LOS ANGELES
A retired Marine Corps captain who traveled to Cambodia in 2005 for the purpose of engaging in illicit sexual conduct with minors was sentenced Monday to 210 years in federal prison, officials stated.
Michael Joseph Pepe, 68, a former Oxnard resident who has been in federal custody since 2007.
U.S. District Judge Dale S. Fischer sentenced Pepe whose actions the judge described as “monstrous” and “horrific.”
“What he did to those pre-teen girls…was torture,” Judge Fischer said, noting that there was “no justification for a sentence that would ever allow [Pepe] to be released from prison.”
Judge Fischer has scheduled a restitution hearing in this case for Feb. 28.
During a seven-day trial in August 2021, jurors heard testimony from eight victims who were as young as 9 years old when they were sexually abused.
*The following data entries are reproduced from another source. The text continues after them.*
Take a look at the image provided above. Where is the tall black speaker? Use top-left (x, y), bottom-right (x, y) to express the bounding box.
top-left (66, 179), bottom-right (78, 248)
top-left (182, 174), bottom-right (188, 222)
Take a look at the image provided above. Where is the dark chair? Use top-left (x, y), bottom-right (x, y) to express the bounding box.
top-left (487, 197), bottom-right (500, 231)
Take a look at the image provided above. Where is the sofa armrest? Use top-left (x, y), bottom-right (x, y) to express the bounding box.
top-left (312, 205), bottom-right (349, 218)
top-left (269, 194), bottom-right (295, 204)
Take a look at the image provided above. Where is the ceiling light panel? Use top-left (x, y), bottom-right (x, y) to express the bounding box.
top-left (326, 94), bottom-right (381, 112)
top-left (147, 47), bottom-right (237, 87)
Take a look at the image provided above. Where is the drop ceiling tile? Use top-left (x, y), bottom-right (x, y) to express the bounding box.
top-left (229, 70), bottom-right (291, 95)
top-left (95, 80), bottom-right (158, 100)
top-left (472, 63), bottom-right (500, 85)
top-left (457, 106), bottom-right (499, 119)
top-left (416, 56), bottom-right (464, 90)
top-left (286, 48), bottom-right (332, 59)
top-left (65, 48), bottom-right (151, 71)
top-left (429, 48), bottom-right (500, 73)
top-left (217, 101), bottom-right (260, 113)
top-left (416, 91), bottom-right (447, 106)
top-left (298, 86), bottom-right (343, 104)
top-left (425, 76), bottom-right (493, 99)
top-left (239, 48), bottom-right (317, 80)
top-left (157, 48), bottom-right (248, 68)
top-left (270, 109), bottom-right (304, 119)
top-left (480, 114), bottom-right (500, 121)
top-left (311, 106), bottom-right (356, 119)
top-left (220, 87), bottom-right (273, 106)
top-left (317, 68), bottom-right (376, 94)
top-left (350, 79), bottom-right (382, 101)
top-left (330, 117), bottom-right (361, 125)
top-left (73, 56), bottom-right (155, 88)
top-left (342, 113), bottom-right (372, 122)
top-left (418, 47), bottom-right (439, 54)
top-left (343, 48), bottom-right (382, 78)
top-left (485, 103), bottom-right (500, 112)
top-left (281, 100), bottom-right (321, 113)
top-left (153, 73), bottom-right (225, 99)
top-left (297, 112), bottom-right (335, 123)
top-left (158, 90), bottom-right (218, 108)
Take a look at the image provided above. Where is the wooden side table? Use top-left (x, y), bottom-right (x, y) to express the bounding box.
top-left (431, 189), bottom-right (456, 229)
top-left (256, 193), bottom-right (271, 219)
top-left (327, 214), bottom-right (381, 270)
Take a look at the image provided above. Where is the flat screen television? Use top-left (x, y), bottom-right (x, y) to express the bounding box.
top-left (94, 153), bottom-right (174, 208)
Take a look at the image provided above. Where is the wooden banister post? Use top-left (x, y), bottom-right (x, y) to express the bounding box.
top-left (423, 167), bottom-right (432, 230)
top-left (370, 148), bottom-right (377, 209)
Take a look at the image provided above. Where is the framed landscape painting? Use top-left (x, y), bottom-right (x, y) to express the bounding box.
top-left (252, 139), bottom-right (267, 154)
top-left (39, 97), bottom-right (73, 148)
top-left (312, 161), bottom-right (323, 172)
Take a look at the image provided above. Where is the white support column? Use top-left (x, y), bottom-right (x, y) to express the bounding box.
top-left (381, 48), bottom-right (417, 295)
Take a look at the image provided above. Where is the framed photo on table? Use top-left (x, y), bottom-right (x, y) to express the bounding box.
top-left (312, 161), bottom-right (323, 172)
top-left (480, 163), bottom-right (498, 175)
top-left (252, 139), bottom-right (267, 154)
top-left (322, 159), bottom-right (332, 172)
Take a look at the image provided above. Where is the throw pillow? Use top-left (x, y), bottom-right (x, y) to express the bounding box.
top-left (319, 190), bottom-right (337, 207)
Each of the victims testified that Pepe sexually abused them, and several explained that Pepe drugged, bound, beat, and raped them.
Prosecutors also presented evidence corroborating the victims’ testimony, including homemade child pornography.
Pepe initially was arrested in Cambodia 2006. After being brought to the United States and charged in early 2007, he subsequently was tried, convicted and sentenced to prison.
The U.S. Court of Appeals for the Ninth Circuit overturned the conviction in 2018, and prosecutors retried the defendant on new charges.